Suggestion: play against humans as well. After all, why not?
I'm 68 and rated 2351 on chess.com.
You might find it easier to play Daily time control. At 3 days per move, you have all the time you need to examine the position, notice the threats and other important features, and come up with a decent move.
It does take time, and it can be infuriating and discouraging at times. Try playing the lower rated "bots" - there is no time limit, so you can take as long thinking as you need. If you play longer time controls against people then try to play against similar rated people. Keep in mind that, while YouTube videos are useful, many make false promises of a quick increasing in rating. Try to enjoy chess for the fun of it.
You are still too young seeing it.
At 75 you will definitely see it.
Dude, this is what you returned for? To post complete nonsense into every topic?
Right behind you at 59... I've played Chess all my life and in my youth reached a USCF rating into the 1800s
A) Stop comparing yourself to people in their teens and early 20s (i.e. the majority of people on this site)
B) As we get older, our brains slow, it's a fact of life... everything from comprehension, to physical reactions. That doesn't mean we can't see all the pieces of the Chess board (i.e. play the game with skill) .. it means where it would take 10 seconds to analyze a position in your 20s now it take triple that time.

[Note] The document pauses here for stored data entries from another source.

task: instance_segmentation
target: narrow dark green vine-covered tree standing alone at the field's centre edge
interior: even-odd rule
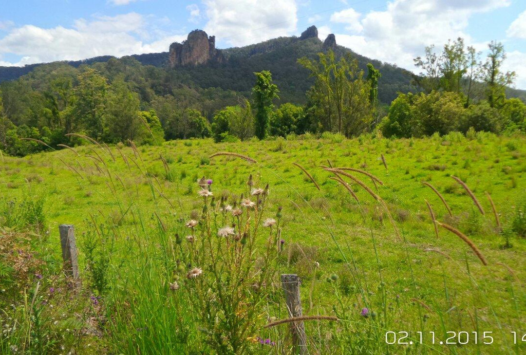
[[[268,134],[270,115],[274,108],[272,100],[279,98],[279,90],[275,84],[272,84],[272,75],[268,70],[254,75],[256,75],[256,85],[252,88],[252,97],[256,109],[255,134],[259,139],[264,139]]]

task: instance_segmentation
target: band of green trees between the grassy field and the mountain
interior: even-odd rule
[[[428,47],[415,59],[423,70],[415,84],[423,92],[399,93],[389,107],[378,99],[380,70],[368,64],[366,73],[351,54],[332,50],[297,60],[311,77],[300,106],[274,105],[280,92],[267,70],[251,75],[251,92],[242,95],[191,85],[184,70],[143,66],[131,57],[78,68],[54,63],[0,84],[0,149],[23,156],[81,144],[80,135],[160,144],[325,131],[352,137],[374,129],[387,137],[525,130],[526,105],[505,96],[515,74],[502,72],[504,59],[500,43],[489,45],[484,61],[461,38],[439,54]]]

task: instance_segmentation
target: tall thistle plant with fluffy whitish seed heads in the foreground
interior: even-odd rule
[[[203,343],[218,353],[244,353],[260,345],[267,296],[275,279],[279,221],[266,215],[268,185],[229,200],[216,198],[211,180],[198,180],[203,209],[190,219],[186,238],[176,238],[176,289],[185,289],[199,321]],[[172,285],[172,284],[170,284]]]

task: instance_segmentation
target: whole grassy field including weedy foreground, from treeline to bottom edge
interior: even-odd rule
[[[264,328],[288,318],[280,273],[300,276],[304,315],[338,318],[305,322],[308,353],[526,351],[526,219],[520,212],[526,206],[526,137],[292,138],[221,144],[179,140],[137,149],[86,145],[0,158],[0,277],[5,277],[0,323],[11,329],[0,336],[0,352],[291,353],[289,324]],[[228,155],[210,157],[220,151],[256,163]],[[293,163],[305,168],[319,190]],[[379,182],[345,170],[363,181],[367,191],[340,173],[355,191],[354,199],[330,178],[335,174],[322,168],[329,165],[365,170]],[[225,292],[246,291],[224,278],[205,281],[207,275],[226,272],[210,269],[215,264],[206,250],[218,250],[230,260],[238,249],[227,244],[222,254],[219,246],[203,242],[183,251],[188,244],[185,223],[200,221],[196,238],[206,238],[210,226],[235,221],[218,208],[240,201],[241,193],[249,196],[250,175],[253,188],[269,188],[268,197],[261,195],[264,209],[256,208],[254,218],[245,221],[254,225],[255,238],[246,259],[252,263],[246,270],[252,269],[246,272],[259,277],[260,269],[271,271],[259,285],[266,291],[257,302],[238,300],[241,306],[231,310],[238,323],[232,325],[225,320],[230,319],[225,309],[216,311],[215,319],[201,317],[209,309],[226,307],[228,301],[216,302],[216,293],[210,292],[221,282],[227,282]],[[205,197],[206,208],[198,196],[197,180],[203,176],[213,180],[209,186],[216,198],[213,202]],[[452,176],[469,186],[483,213]],[[422,182],[440,192],[451,214]],[[437,235],[426,200],[436,220],[469,240],[438,224]],[[278,207],[282,210],[277,214]],[[279,247],[267,248],[267,229],[257,229],[266,218],[278,220],[279,233],[270,228],[270,237]],[[68,288],[60,273],[59,224],[75,225],[80,291]],[[231,256],[228,248],[235,250]],[[13,256],[10,250],[17,249]],[[268,260],[265,250],[271,250]],[[20,259],[26,253],[38,262],[27,262],[24,279],[7,262],[25,265]],[[188,256],[189,262],[181,261]],[[197,260],[209,262],[210,268],[197,265]],[[202,280],[199,286],[186,277],[188,268],[196,266],[203,266],[203,276],[195,279]],[[250,286],[243,278],[238,281]],[[170,287],[174,282],[178,289]],[[257,292],[249,293],[240,299],[254,300]],[[37,297],[42,297],[38,308]],[[250,319],[240,320],[248,315]],[[387,344],[386,332],[388,342],[396,336],[396,344]],[[36,344],[31,342],[35,337]],[[454,344],[446,344],[450,337]],[[261,339],[274,344],[261,344]]]

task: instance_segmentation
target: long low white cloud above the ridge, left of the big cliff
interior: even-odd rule
[[[3,65],[78,60],[100,55],[120,57],[165,52],[171,42],[186,38],[186,35],[157,33],[154,42],[145,42],[145,37],[148,37],[146,28],[149,32],[156,31],[144,16],[136,13],[101,16],[92,21],[78,19],[73,28],[25,25],[12,28],[0,38],[0,55],[10,53],[23,56],[18,63],[2,62]]]

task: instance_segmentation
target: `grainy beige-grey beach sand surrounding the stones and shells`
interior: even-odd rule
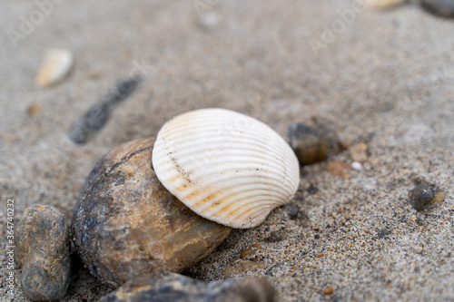
[[[184,274],[267,276],[280,301],[454,301],[453,20],[413,4],[374,11],[347,0],[52,4],[0,3],[2,226],[8,199],[15,223],[35,203],[69,221],[105,152],[155,136],[178,113],[228,108],[282,135],[291,122],[316,117],[347,146],[366,143],[363,170],[348,178],[327,171],[331,161],[350,163],[349,151],[303,167],[291,205],[235,230]],[[37,88],[35,74],[55,47],[74,53],[74,70]],[[104,128],[84,145],[70,141],[71,124],[136,73],[143,82]],[[446,200],[417,212],[413,180]],[[4,250],[6,228],[0,234]],[[240,258],[255,243],[261,248]],[[236,268],[245,261],[249,270]],[[26,301],[19,275],[17,268],[12,300]],[[6,289],[3,279],[0,300],[10,300]],[[64,301],[95,301],[109,290],[80,269]]]

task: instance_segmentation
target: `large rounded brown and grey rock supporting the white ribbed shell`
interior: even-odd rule
[[[179,272],[208,256],[231,228],[196,215],[156,178],[153,139],[126,142],[91,172],[74,212],[74,244],[95,277]]]

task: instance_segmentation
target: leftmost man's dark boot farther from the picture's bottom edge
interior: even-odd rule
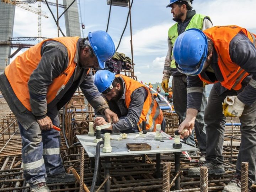
[[[73,174],[67,174],[66,171],[56,175],[46,177],[46,183],[68,183],[75,182],[76,179]]]

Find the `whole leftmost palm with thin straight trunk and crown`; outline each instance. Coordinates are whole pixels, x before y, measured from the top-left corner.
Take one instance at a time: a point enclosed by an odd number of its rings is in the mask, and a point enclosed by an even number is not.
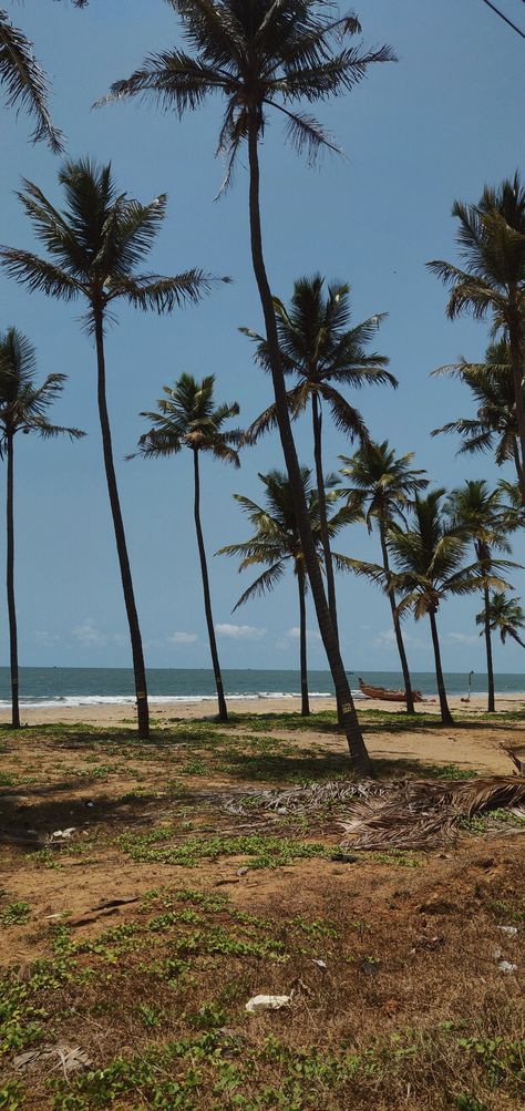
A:
[[[12,725],[20,727],[18,682],[17,608],[14,602],[14,437],[37,432],[42,439],[65,434],[71,440],[84,436],[78,428],[50,424],[47,410],[62,392],[65,374],[48,374],[34,382],[34,348],[16,328],[0,334],[0,458],[7,459],[7,591],[11,665]]]

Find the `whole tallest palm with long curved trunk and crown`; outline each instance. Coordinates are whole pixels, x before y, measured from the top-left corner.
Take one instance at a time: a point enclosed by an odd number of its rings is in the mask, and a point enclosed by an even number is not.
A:
[[[360,32],[354,14],[334,18],[319,0],[170,0],[180,16],[182,33],[194,53],[180,49],[150,56],[130,78],[117,81],[110,99],[139,96],[180,117],[199,108],[213,93],[226,101],[219,151],[228,158],[225,184],[236,154],[248,143],[250,168],[250,236],[252,263],[271,352],[271,374],[279,431],[292,488],[304,561],[317,621],[332,671],[344,728],[357,771],[372,774],[339,650],[324,592],[314,537],[293,441],[286,387],[271,286],[267,278],[261,226],[260,139],[270,109],[286,121],[287,138],[313,161],[324,147],[336,149],[331,137],[310,113],[293,106],[326,100],[350,91],[374,62],[394,60],[387,47],[366,51],[346,43]]]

I wanted to run with the youth... play Blitz... Nope. Past 9pm (after a day on the job... ) I suck at Blitz. I can come on in the morning and play ok.. I do this flip flop... loose 50 elo points... come on in the morning regain them. (never really get past the 1400 elo mark on Chess.com in Blitz)
Get away from blitz... that's a young man's game!

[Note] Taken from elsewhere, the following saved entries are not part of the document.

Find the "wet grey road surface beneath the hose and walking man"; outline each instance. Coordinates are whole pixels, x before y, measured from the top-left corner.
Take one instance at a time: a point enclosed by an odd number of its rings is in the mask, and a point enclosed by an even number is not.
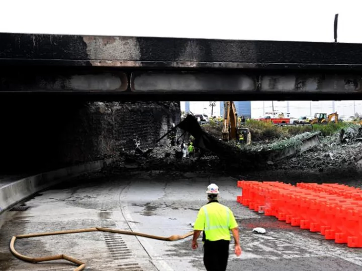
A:
[[[237,179],[208,174],[134,172],[122,177],[84,180],[42,192],[23,211],[0,215],[0,270],[73,270],[74,265],[27,263],[9,250],[13,235],[95,226],[170,236],[192,230],[190,222],[206,203],[205,189],[219,185],[220,202],[229,206],[240,225],[243,253],[230,246],[229,271],[234,270],[360,270],[362,249],[348,248],[265,217],[236,202]],[[252,228],[264,227],[265,235]],[[191,237],[175,242],[102,232],[19,239],[16,248],[29,256],[64,253],[86,263],[85,270],[205,270],[202,246],[191,249]]]

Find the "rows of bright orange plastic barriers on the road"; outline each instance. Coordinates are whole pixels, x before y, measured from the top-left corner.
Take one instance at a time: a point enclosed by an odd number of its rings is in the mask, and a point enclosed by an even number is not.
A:
[[[237,201],[325,239],[362,247],[362,190],[340,184],[238,181]]]

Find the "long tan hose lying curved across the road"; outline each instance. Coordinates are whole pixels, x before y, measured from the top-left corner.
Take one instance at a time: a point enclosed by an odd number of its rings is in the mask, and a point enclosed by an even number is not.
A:
[[[67,261],[70,261],[72,263],[79,265],[78,267],[76,267],[74,269],[74,271],[80,271],[80,270],[83,270],[85,267],[85,263],[80,260],[74,259],[74,258],[69,257],[64,254],[45,256],[45,257],[28,257],[28,256],[22,255],[18,251],[16,251],[15,241],[17,239],[22,239],[22,238],[32,238],[32,237],[40,237],[40,236],[48,236],[48,235],[71,234],[71,233],[81,233],[81,232],[91,232],[91,231],[103,231],[103,232],[112,232],[112,233],[120,233],[120,234],[127,234],[127,235],[136,235],[136,236],[141,236],[141,237],[146,237],[146,238],[151,238],[151,239],[156,239],[156,240],[162,240],[162,241],[177,241],[177,240],[185,239],[185,238],[193,235],[193,232],[191,231],[184,235],[171,235],[169,237],[163,237],[163,236],[151,235],[151,234],[146,234],[146,233],[141,233],[141,232],[96,227],[96,228],[87,228],[87,229],[63,230],[63,231],[16,235],[16,236],[13,236],[10,241],[10,250],[13,253],[13,255],[16,256],[17,258],[24,260],[24,261],[32,262],[32,263],[64,259],[64,260],[67,260]]]

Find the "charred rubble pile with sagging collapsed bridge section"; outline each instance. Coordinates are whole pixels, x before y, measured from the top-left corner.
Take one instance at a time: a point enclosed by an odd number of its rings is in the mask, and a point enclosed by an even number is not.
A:
[[[355,167],[362,168],[362,128],[350,125],[333,135],[324,136],[318,132],[304,132],[284,140],[253,142],[251,145],[238,145],[236,142],[223,142],[219,137],[206,132],[189,115],[171,131],[180,128],[180,134],[193,138],[196,152],[183,159],[180,145],[185,138],[176,141],[175,146],[159,145],[142,148],[135,142],[134,154],[123,155],[120,167],[143,170],[175,171],[217,171],[238,169],[253,170],[318,170]],[[167,134],[163,135],[164,138]],[[159,141],[158,141],[159,142]],[[137,144],[138,143],[138,144]],[[188,144],[188,140],[185,141]]]

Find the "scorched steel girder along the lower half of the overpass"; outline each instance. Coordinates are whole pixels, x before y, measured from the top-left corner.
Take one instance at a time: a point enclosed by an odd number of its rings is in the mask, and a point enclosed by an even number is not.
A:
[[[8,67],[0,74],[0,94],[4,92],[57,92],[136,95],[180,95],[191,97],[233,96],[256,100],[267,95],[281,97],[320,95],[361,95],[360,74],[306,74],[197,71],[129,71],[98,68]],[[259,96],[259,97],[257,97]],[[205,97],[204,97],[205,98]],[[322,99],[323,99],[322,98]],[[328,98],[331,98],[328,96]],[[169,97],[168,97],[169,99]],[[214,99],[215,100],[215,99]]]

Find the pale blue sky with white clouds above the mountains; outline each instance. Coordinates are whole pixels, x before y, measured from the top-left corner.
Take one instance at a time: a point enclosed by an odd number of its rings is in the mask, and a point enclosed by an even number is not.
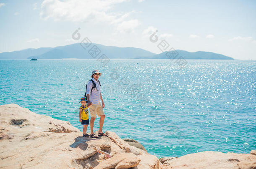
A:
[[[0,0],[0,52],[93,43],[256,60],[256,1]],[[73,40],[78,29],[81,39]],[[158,30],[159,40],[149,36]],[[167,48],[168,50],[169,48]]]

Rapid and longer... are way different animals. I mostly play over at Lichess (for reasons that chess.com doesn't like people to cite) and hang with 1900s I know the ratings are different, about a 200-300 difference.. still I think when you get above a certain elo at Lichess that levels out.

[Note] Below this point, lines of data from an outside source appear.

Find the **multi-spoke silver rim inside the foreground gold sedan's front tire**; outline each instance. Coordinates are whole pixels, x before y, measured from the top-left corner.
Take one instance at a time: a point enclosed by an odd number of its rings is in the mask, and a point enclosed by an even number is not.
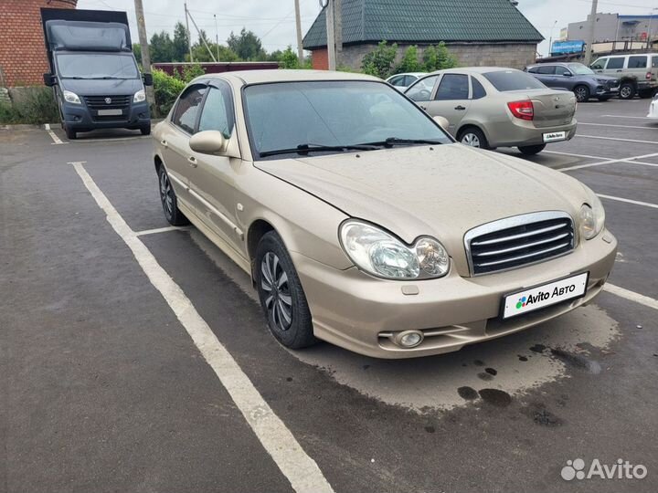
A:
[[[279,257],[267,252],[260,261],[260,288],[265,292],[268,319],[277,330],[289,330],[292,325],[292,295],[288,274]]]

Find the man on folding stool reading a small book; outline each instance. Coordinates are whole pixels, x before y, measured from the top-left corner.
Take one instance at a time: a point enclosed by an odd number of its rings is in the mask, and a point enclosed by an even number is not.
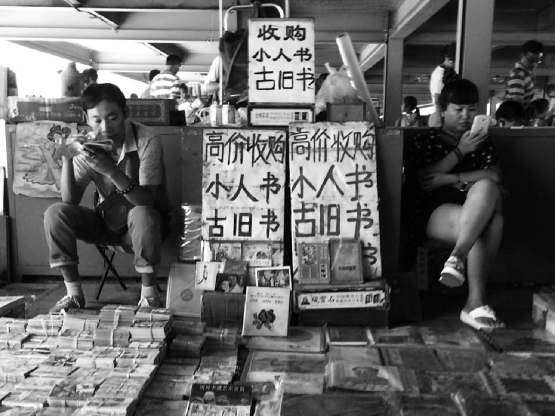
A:
[[[171,210],[162,145],[146,126],[127,120],[125,97],[115,85],[90,85],[81,104],[92,131],[62,144],[62,202],[44,213],[50,266],[60,268],[67,287],[52,311],[85,305],[77,239],[132,246],[142,277],[139,305],[158,307],[156,271]],[[94,209],[79,205],[91,181],[100,200]]]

Point being.. it's hard to compete with a 16 year old playing blitz after I've come home from running a 250K sqft DC with 20 plus directs that ships internationally and domestically... dealing with budgets etc... you name it. Then add my age into the equation.
realistically... not going to compete with the youth
Slow down... play your age. Why didn't Kasparov or Karpov play in the World Championship of Bltz and Rapid ..... because they would get crushed! they don't think that fast anymore . I believe Kasparov's last real attempt to compete at rapid was in 2021 at the GCT Croatia Rapid & Blitz . he got crushed... I don't think he won a game. Go back 20yrs.... and he's the one who's doing the crushing!
Heck.... look what happened to Nakamura and Carlsen ... kind of looks like age is catching up with them...
GM Volodar Murzin won the 2024 FIDE World Rapid Chess Championship with an undefeated 10/13 score. At 18 years old... Nuff said.
Hopefully my words will give you some self esteem and motivation.
Focus on mastering a few key concepts rather than overwhelming yourself with too much information at once.
https://www.chess.com/tournaments/all
Bookmark the Daily Tournaments page and register with several at a time so you start 20-30 new games at roughly the same time. This creates a constant flow of new games to work on openings and I recommend time limits of at least three days to make them easily manageable and allow for chess free days which you don't get with 24 hour a move games. You can join unlimited tournaments of 3-14 days a move and have a lot of current games which is like doing puzzles every day but with your own games.
The only downside to the tournaments is sometimes they take a while to start and by that point some of the entrants are no longer active. It just means you will get a lot of timeouts but are left with opponents who are playing to win which is the perfect training ground and you're only limited by the amount of time you can spend each day choosing your moves.